I was always very conscious of how I looked. I was very insecure as a young woman. I always wanted to be 6 feet tall, red hair and this svelte woman because I love design and clothing. Well, I’m this short, stumpy person, and some of the clothes are certainly not fitting. But my sense of that has always been with me, and I try to get as close to that as possible. A lot of my appearance in clothing were kind of tailored. I loved wool and tweeds. I came from Chicago where it was very cold. So I loved that clothing.
The lipstick always had to match what I was wearing. I remember I had an American Beauty red coat, and I had that lipstick. At that time, that was a very popular shade, kind of a fuchsia. My rouge had to match. Everything had to match. One thing I remember was that you never wore a gold ring with silver earrings. You always matched. And then of course, I loved hats. And we always wore hats. No it’s kind of extinct. I still wear them, but not as much.
I came from the era when you wore the gloves and the shoes. It was a whole picture. A whole outfit, and I liked that.
I moved to California in 1976, and very funny, from the moment I moved here, I stopped wearing a girdle. And I haven’t worn a girdle since. I don’t even wear a bra. I haven’t worn one in years, which I think is funny because I used to wear a girdle. I was nothing there. I was flat. I wore zipped up garment. I haven’t worn anything since I’ve been here. So I don’t know if they call that laid back, but I’m much happier this way.
There were times when I felt pretty. And there were times when I didn’t feel pretty.
What does beauty mean to you now?
I have mixed feelings. I once saw a photograph of an old woman…just lines all over her face. And I looked at that and I thought, That’s probably one of the most beautiful pictures that I’ve ever seen. And yet I don’t want to look like that.

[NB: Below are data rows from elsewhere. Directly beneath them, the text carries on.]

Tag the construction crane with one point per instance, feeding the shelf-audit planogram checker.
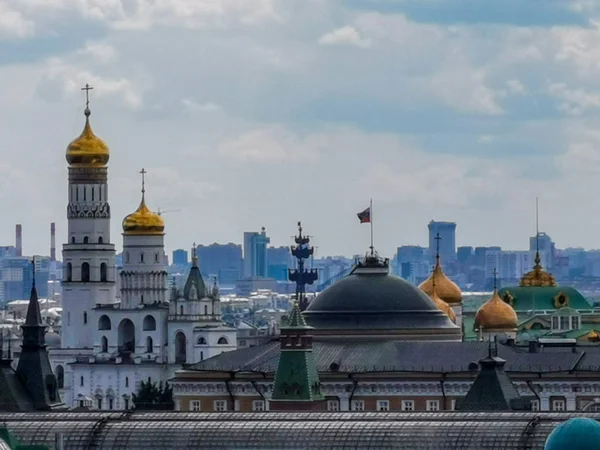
(160, 212)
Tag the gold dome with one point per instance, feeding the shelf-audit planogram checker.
(143, 222)
(87, 150)
(446, 289)
(496, 315)
(442, 305)
(538, 276)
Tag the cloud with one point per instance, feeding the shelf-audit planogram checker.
(344, 36)
(268, 145)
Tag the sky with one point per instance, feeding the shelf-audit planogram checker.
(251, 113)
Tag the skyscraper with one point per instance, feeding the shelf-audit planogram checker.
(447, 231)
(255, 253)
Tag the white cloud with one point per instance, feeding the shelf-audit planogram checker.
(344, 36)
(13, 24)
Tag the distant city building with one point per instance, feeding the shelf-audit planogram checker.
(223, 261)
(447, 231)
(180, 257)
(255, 254)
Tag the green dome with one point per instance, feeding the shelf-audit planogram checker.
(575, 434)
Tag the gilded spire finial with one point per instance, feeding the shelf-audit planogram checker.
(87, 90)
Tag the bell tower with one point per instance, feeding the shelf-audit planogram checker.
(88, 255)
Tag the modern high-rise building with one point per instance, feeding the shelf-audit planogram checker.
(447, 241)
(223, 261)
(255, 254)
(180, 257)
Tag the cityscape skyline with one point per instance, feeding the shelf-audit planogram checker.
(471, 138)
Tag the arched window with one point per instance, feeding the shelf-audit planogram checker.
(103, 272)
(85, 272)
(69, 276)
(104, 322)
(149, 323)
(60, 376)
(180, 348)
(126, 336)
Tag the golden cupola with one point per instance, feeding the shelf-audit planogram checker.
(87, 150)
(442, 305)
(143, 221)
(496, 315)
(446, 289)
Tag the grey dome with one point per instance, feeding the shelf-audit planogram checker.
(52, 339)
(371, 298)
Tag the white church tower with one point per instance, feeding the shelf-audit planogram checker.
(89, 255)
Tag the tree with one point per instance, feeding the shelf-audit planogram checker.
(153, 396)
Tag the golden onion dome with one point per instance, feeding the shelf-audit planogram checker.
(143, 222)
(442, 305)
(87, 150)
(446, 289)
(496, 315)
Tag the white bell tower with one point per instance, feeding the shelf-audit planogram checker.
(88, 256)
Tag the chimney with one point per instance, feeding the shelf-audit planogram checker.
(19, 239)
(52, 241)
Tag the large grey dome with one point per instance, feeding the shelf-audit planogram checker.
(372, 299)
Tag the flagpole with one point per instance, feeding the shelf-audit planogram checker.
(371, 217)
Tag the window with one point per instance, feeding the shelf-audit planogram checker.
(149, 345)
(558, 405)
(220, 405)
(85, 272)
(258, 405)
(383, 405)
(104, 323)
(195, 405)
(433, 405)
(408, 405)
(357, 405)
(149, 323)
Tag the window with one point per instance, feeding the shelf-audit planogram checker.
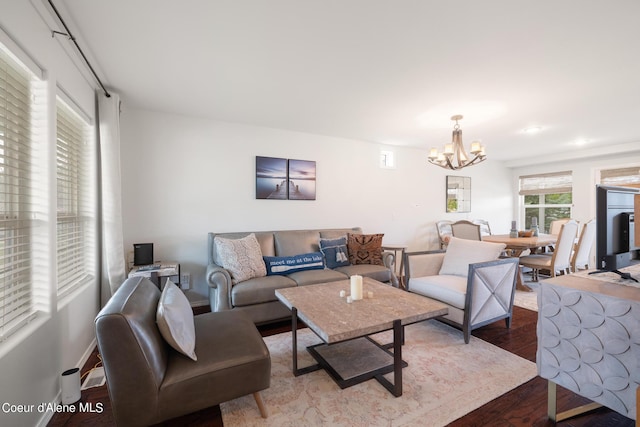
(547, 197)
(21, 205)
(75, 177)
(621, 177)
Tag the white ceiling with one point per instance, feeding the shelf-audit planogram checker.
(390, 72)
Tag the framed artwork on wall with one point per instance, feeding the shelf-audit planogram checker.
(285, 179)
(458, 194)
(271, 178)
(302, 180)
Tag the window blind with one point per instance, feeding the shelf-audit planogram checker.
(559, 182)
(75, 190)
(621, 177)
(18, 204)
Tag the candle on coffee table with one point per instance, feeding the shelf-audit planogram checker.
(356, 287)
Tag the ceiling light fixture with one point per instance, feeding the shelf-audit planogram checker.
(532, 129)
(454, 155)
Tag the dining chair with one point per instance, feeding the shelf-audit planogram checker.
(582, 251)
(444, 232)
(554, 228)
(560, 260)
(466, 230)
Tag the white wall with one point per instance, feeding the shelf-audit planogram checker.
(185, 176)
(30, 363)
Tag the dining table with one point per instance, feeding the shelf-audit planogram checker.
(515, 246)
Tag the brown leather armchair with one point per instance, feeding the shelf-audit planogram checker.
(148, 381)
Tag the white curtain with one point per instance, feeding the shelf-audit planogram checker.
(113, 259)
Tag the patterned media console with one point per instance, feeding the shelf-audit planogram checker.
(589, 340)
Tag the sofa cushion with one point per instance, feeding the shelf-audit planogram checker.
(365, 248)
(291, 264)
(375, 272)
(242, 257)
(461, 252)
(174, 317)
(449, 289)
(294, 242)
(259, 290)
(335, 252)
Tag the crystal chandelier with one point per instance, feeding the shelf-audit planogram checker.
(454, 156)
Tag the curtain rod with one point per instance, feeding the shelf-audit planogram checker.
(72, 38)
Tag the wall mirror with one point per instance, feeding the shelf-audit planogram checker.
(458, 194)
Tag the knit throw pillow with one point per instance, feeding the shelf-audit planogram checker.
(242, 257)
(335, 252)
(365, 248)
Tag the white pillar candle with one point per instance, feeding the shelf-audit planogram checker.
(356, 287)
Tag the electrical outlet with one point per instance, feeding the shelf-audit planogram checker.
(185, 279)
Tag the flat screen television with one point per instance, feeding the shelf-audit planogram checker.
(615, 222)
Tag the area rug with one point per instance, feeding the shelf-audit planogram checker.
(445, 380)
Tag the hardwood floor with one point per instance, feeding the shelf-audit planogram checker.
(523, 406)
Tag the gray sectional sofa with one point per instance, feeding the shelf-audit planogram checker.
(256, 296)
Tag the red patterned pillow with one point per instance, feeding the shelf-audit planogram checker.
(365, 248)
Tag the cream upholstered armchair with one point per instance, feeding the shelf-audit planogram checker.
(466, 230)
(469, 277)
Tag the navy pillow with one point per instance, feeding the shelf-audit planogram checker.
(335, 252)
(281, 265)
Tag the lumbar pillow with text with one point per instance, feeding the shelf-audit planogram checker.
(365, 248)
(335, 252)
(280, 265)
(242, 257)
(461, 252)
(174, 317)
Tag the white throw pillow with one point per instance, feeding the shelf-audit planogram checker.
(242, 257)
(461, 252)
(175, 320)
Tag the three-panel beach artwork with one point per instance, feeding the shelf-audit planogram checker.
(285, 179)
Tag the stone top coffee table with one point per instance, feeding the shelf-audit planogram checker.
(348, 354)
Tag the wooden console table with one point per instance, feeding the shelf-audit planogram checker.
(588, 341)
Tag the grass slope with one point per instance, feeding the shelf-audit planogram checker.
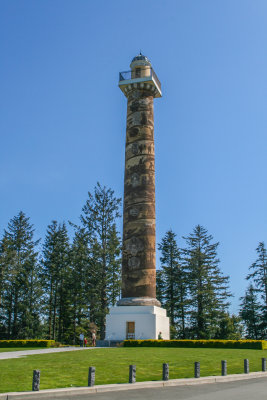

But then there’s another part of me that will not go gray. And I am affected by the fact that I look older. Sometimes I feel good about that. But I think where it really matters is not really anymore in my physical presence as much as it is in my mind. It’s my thinking that’s much more important. And what I’ve learned and realized is that thinking in a youthful manner – and I think it’s my spirit – makes people think you’re younger than you are. It’s all mental. It has nothing to do with my physical appearance. But consequently, I think it does affect your physical appearance because you radiate what you are, what you feel.
Why have you had that change of focus (about your ideas of beauty)?
I think it’s necessary for the person that I am. I don’t think it could have been anything else because my uppermost important feature as a human being is to be healthy, mentally healthy. And I have striven for that. I haven’t always made it, but that’s my ultimate goal.
I have three sons, and I’ve said to them, “I’m going to get older, and as I get older, I’m gonna get a little crazy. So you have to ignore me.” And they’re listening (she laughs).
I came from a very neurotic mother and sometimes the tendency for the neurosis does seep in. And I hear myself and think that’s the most frightening thing in the world because you don’t even realize what has seeped in and what you have to block. So you have to be very strong and really want to change and really want to grow. And that’s what I want.